Shape of 500 W-OPT and power coefficient.

During the test, it can be observed that the 500 W_OPT blade started to rotate when the flow rate was within the range of 0.5–0.6. After optimization design, 500 W_OPT blade has good start-up performance at low flow rate. The blades were installed on the 500 W turbine (Figure 16(a)) and we get the the power of the 500 W_OPT TCT and 500 W_ORI TCT in different velocity (Figure 16(b)) and the baldes’ power corfficient (Figure 16(c)).

Figure 16.

500 W TCT and the power curve.

According to the Figure 16(c), for 500 W_ORI, its simulation data is near the fitting curve and its deviation is about 4% through calculation, so the accuracy of the simulation is verified through experiments. For 500 W_OPT, except the point at tip speed ratio 4, the other simulation data points are all near the fitted curve, and the deviation is about 5%.

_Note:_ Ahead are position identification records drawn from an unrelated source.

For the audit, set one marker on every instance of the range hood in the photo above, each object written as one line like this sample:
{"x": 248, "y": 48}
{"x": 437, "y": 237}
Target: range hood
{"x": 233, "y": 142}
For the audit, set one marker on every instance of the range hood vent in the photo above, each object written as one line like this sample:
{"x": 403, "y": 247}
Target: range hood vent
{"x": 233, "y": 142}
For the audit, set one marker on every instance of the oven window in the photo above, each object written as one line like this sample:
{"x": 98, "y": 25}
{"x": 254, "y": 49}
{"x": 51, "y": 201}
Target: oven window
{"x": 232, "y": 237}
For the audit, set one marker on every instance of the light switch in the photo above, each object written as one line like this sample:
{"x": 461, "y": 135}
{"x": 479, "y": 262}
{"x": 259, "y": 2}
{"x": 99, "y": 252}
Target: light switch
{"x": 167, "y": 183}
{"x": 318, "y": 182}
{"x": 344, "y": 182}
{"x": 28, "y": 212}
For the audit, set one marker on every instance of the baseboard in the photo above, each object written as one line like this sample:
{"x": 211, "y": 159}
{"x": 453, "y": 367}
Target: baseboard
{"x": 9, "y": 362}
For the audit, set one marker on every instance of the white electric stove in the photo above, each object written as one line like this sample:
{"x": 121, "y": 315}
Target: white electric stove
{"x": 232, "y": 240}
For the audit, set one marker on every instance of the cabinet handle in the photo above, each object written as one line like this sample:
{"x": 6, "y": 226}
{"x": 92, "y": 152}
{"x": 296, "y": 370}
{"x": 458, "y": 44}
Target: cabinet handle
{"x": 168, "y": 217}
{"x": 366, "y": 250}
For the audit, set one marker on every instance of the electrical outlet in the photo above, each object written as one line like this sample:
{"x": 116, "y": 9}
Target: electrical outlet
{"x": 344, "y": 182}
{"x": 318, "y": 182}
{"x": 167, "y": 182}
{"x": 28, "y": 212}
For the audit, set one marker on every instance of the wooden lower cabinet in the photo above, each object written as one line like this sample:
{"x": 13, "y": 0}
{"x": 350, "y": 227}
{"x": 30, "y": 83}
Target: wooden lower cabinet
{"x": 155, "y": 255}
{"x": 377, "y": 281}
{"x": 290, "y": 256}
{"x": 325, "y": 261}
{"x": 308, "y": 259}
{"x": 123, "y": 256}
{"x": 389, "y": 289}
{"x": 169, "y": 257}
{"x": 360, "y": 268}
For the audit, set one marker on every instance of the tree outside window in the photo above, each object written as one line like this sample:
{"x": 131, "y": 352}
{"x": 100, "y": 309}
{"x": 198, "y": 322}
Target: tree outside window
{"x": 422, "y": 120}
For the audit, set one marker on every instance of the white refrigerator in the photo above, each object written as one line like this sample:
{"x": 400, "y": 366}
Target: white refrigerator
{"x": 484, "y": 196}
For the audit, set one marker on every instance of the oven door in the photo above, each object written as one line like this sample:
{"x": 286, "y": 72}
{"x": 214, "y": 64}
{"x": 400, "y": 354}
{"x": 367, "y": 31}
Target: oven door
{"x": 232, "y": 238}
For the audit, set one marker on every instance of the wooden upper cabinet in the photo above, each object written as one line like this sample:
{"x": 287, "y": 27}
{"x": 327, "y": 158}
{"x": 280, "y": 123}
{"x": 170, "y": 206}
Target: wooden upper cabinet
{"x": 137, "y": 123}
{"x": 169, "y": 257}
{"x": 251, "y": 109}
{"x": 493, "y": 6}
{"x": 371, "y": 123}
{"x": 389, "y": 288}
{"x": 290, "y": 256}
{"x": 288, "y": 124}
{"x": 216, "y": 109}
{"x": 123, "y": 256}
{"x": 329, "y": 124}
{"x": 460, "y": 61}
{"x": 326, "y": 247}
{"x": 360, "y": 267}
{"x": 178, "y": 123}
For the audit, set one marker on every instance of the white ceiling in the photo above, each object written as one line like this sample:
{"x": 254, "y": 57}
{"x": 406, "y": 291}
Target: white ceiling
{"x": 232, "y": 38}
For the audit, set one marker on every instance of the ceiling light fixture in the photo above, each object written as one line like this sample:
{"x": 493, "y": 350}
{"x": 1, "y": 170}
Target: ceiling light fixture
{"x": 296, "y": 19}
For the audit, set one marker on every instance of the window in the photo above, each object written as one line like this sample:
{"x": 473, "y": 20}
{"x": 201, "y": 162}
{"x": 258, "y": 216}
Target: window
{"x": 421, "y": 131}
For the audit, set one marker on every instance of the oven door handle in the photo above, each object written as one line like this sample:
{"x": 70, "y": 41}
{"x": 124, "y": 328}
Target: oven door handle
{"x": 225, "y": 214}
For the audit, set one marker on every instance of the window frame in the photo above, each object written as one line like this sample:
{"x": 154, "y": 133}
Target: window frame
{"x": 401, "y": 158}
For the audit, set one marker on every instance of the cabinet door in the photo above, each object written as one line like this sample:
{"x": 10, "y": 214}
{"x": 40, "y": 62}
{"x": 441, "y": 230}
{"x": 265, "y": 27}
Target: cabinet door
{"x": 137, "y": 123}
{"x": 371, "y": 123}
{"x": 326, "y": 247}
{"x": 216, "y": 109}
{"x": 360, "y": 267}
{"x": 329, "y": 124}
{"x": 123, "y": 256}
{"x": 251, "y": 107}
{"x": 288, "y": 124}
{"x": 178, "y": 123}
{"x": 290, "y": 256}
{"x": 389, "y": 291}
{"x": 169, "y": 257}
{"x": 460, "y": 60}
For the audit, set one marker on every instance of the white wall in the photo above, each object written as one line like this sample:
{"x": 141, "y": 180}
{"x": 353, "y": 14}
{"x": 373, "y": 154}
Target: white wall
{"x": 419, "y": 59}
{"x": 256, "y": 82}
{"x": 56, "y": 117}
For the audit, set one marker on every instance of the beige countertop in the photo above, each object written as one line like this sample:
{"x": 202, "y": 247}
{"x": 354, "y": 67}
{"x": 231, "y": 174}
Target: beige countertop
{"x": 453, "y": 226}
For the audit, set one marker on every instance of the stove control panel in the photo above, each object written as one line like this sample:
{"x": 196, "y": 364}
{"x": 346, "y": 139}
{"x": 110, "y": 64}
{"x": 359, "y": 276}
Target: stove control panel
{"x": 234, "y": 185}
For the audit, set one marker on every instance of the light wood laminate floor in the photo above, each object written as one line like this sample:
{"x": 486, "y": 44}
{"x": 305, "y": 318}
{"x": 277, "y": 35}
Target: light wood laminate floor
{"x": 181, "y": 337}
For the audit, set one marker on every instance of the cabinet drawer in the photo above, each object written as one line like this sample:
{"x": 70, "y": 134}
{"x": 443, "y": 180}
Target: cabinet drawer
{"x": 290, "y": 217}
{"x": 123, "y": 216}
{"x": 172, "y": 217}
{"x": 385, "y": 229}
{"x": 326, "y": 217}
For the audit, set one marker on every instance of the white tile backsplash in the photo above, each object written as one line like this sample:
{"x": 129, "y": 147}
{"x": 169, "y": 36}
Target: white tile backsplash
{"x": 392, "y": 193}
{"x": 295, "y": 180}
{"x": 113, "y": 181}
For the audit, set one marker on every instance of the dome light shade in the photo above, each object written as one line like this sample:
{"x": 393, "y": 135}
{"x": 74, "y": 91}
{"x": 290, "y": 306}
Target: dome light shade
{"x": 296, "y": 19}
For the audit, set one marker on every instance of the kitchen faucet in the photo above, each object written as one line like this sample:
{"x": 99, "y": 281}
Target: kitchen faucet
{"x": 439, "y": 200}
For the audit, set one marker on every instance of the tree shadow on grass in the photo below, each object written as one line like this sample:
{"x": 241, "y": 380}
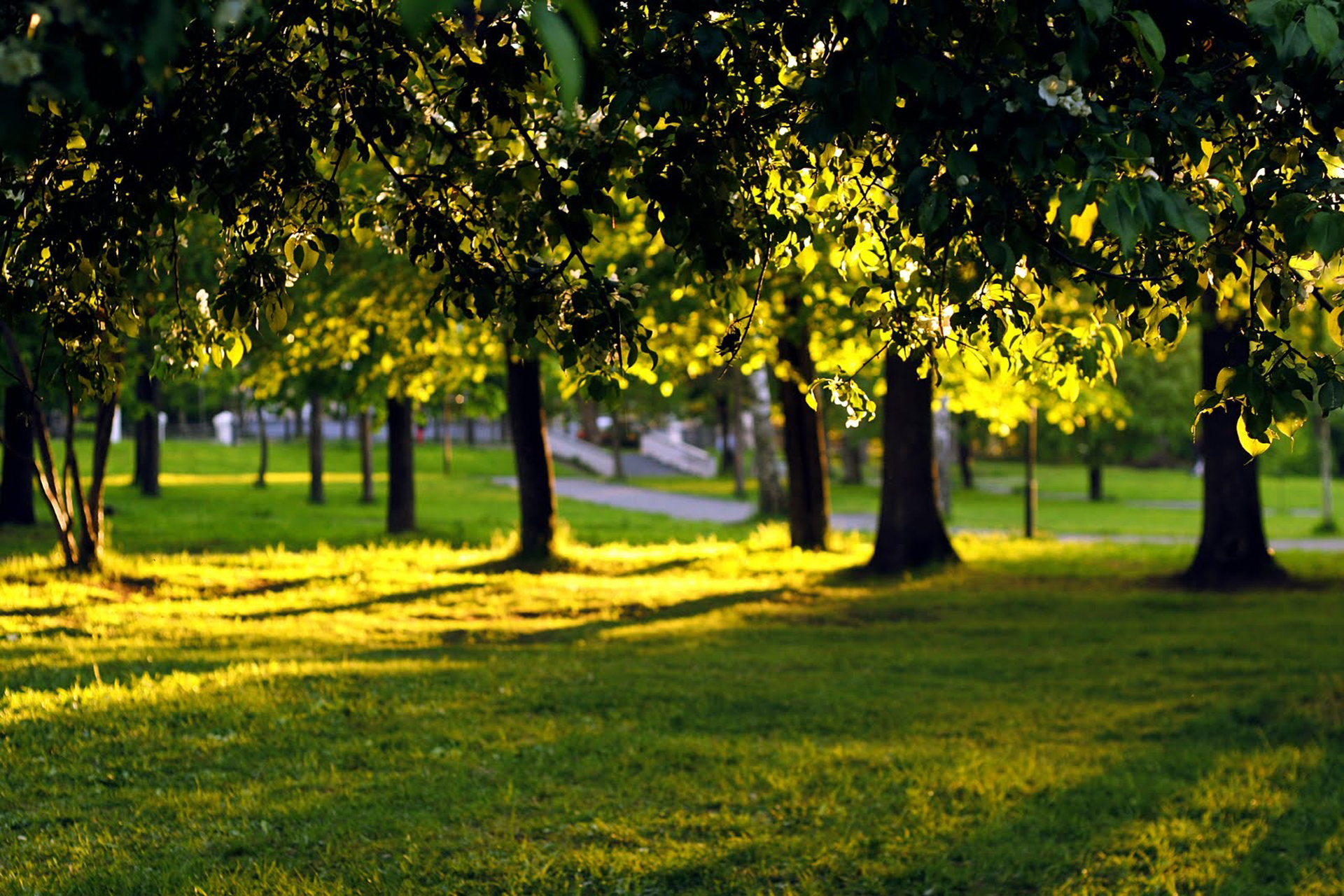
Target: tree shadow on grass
{"x": 617, "y": 617}
{"x": 1046, "y": 840}
{"x": 401, "y": 597}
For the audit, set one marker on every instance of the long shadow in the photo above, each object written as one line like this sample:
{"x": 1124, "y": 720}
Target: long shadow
{"x": 59, "y": 676}
{"x": 270, "y": 587}
{"x": 35, "y": 612}
{"x": 657, "y": 568}
{"x": 1044, "y": 840}
{"x": 628, "y": 614}
{"x": 401, "y": 597}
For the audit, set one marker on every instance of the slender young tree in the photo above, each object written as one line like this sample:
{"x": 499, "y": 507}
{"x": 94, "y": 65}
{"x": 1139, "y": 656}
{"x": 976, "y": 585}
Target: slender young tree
{"x": 533, "y": 461}
{"x": 17, "y": 495}
{"x": 401, "y": 465}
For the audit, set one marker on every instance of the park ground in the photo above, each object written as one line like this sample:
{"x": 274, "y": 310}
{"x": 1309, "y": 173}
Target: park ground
{"x": 672, "y": 708}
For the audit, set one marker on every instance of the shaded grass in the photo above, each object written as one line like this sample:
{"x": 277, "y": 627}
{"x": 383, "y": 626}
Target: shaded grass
{"x": 209, "y": 504}
{"x": 666, "y": 719}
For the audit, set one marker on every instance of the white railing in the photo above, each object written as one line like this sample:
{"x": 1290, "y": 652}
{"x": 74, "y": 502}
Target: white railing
{"x": 679, "y": 456}
{"x": 590, "y": 457}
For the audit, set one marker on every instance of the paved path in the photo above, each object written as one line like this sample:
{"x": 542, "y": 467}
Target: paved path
{"x": 690, "y": 507}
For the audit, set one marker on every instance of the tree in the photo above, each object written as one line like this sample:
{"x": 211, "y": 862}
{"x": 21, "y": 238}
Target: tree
{"x": 17, "y": 470}
{"x": 910, "y": 531}
{"x": 533, "y": 461}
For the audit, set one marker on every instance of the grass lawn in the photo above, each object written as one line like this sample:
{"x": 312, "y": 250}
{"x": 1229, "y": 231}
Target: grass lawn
{"x": 1138, "y": 501}
{"x": 666, "y": 719}
{"x": 209, "y": 503}
{"x": 213, "y": 713}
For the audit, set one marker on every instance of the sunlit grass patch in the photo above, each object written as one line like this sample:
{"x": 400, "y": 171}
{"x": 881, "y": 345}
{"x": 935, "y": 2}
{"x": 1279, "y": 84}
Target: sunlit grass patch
{"x": 695, "y": 716}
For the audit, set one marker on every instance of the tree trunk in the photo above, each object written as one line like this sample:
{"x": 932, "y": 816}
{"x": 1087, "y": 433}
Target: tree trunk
{"x": 739, "y": 477}
{"x": 804, "y": 449}
{"x": 854, "y": 456}
{"x": 910, "y": 531}
{"x": 264, "y": 444}
{"x": 533, "y": 461}
{"x": 148, "y": 451}
{"x": 1031, "y": 496}
{"x": 17, "y": 500}
{"x": 1233, "y": 550}
{"x": 366, "y": 456}
{"x": 722, "y": 409}
{"x": 401, "y": 465}
{"x": 617, "y": 438}
{"x": 965, "y": 454}
{"x": 316, "y": 493}
{"x": 588, "y": 421}
{"x": 771, "y": 496}
{"x": 90, "y": 501}
{"x": 448, "y": 435}
{"x": 1323, "y": 433}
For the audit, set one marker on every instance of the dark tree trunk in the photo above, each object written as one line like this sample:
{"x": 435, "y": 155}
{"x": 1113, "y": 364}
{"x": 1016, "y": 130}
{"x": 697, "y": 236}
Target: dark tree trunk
{"x": 316, "y": 493}
{"x": 148, "y": 450}
{"x": 910, "y": 530}
{"x": 804, "y": 449}
{"x": 17, "y": 498}
{"x": 366, "y": 456}
{"x": 264, "y": 445}
{"x": 533, "y": 461}
{"x": 1233, "y": 550}
{"x": 401, "y": 465}
{"x": 854, "y": 456}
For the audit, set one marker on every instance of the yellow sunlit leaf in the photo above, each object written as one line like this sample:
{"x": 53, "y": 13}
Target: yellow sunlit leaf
{"x": 1252, "y": 447}
{"x": 1082, "y": 223}
{"x": 1332, "y": 324}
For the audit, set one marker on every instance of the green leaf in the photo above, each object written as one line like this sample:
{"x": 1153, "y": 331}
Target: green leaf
{"x": 1332, "y": 326}
{"x": 1152, "y": 34}
{"x": 561, "y": 49}
{"x": 1323, "y": 29}
{"x": 416, "y": 14}
{"x": 584, "y": 20}
{"x": 1170, "y": 328}
{"x": 1289, "y": 414}
{"x": 1097, "y": 11}
{"x": 1326, "y": 232}
{"x": 1331, "y": 396}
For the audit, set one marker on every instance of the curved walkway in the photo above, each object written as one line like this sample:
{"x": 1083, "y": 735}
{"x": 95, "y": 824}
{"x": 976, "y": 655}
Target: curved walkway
{"x": 691, "y": 507}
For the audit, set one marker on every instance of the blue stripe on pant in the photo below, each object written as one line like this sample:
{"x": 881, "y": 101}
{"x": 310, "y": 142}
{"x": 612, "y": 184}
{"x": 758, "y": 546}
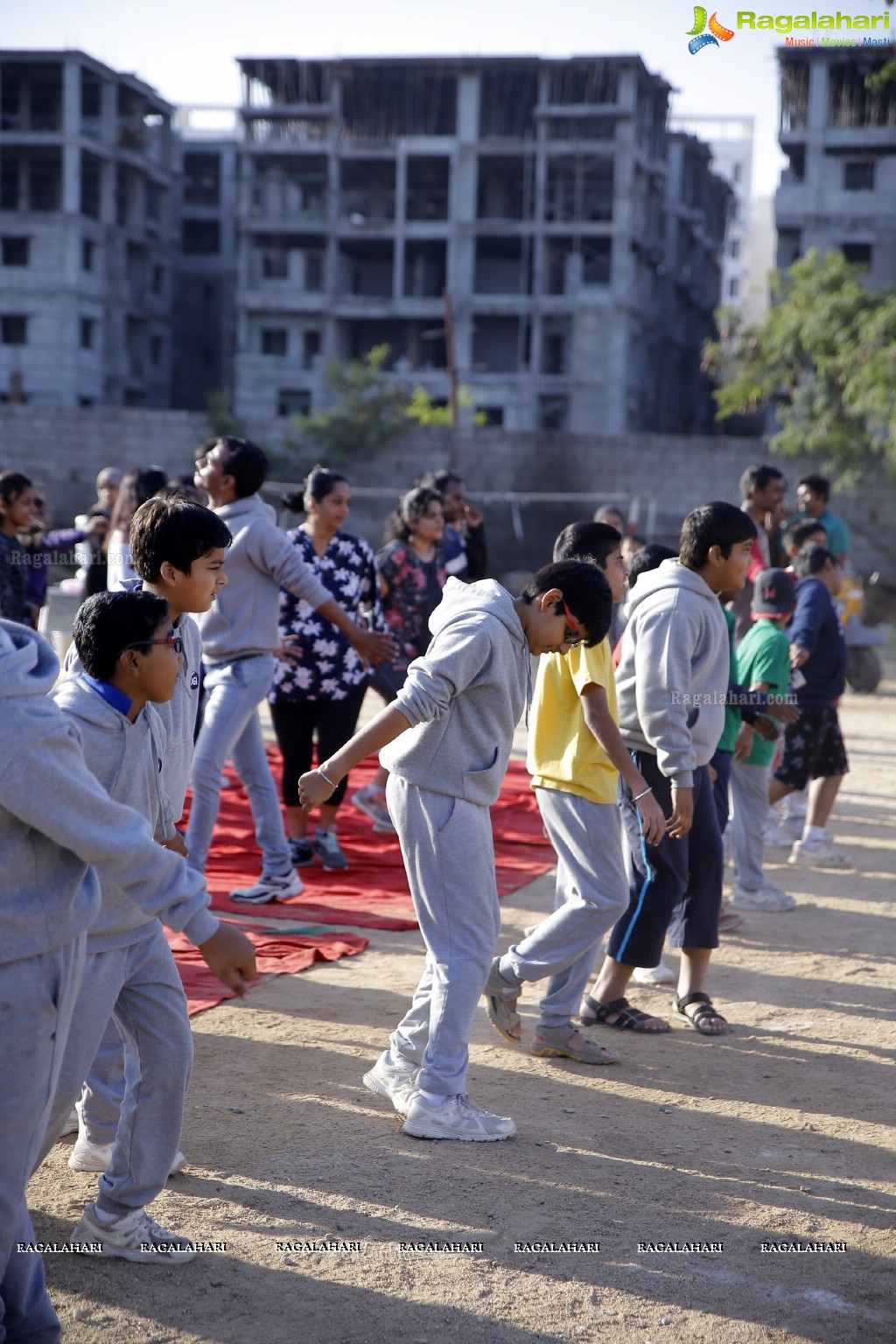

When the rated flow rate is 1.5 m/s, the DC load power of 500 W_ORI TCT is 300 W, and 500 W_OPT TCT is 330 W. The calculated efficiency of the available generator to the DC load is about 63%, that is, the TCT capture efficiency of 500 W_ORI TCT is 476.19 W, and 500 W_OPT TCT is 523.81 W, increasing by 8.96%. At the same time, the measured max power coefficient of the 500 W_OPT TCT is increased 46.1% compared with the 500 W TCT.


The hydrodynamic performance of the OPT_24 hydrofoil is enhanced, the maximum lift-drag coefficient increases by 0.4%, and the lift coefficient increased when the angle of attack is large. The power efficiency at the optimal tip-speed ratio of 500 W_OPT increased by 46.6% compared to 500 W_ORI. The weight of 500 W_OPT under empirical structure design reduced 4.13% compared to 500 W_ORI under empirical structure design, and the maximum strain and maximum tip deflection decreased by 11% and 7%.

The weight of 500 W_OPT after structure optimization is 13.76% less than the 500 W_ORI, and the maximum strain and maximum tip deflection decrease by 10.85% and 27.52%

The results of the test are basically consistent with the results of the simulation, and the mass of the actual 500 W_OPT blade is reduced by 11.3%, and the stress distribution is significantly better than that of 500 W_ORI. In the sea water test, 500 W_OPT was able to start at the flow rate of 0.5–0.6 m/s and the maximum energy capture efficiency increased by 46.1% which is consistent with the simulation results. The design goal has been basically achieved.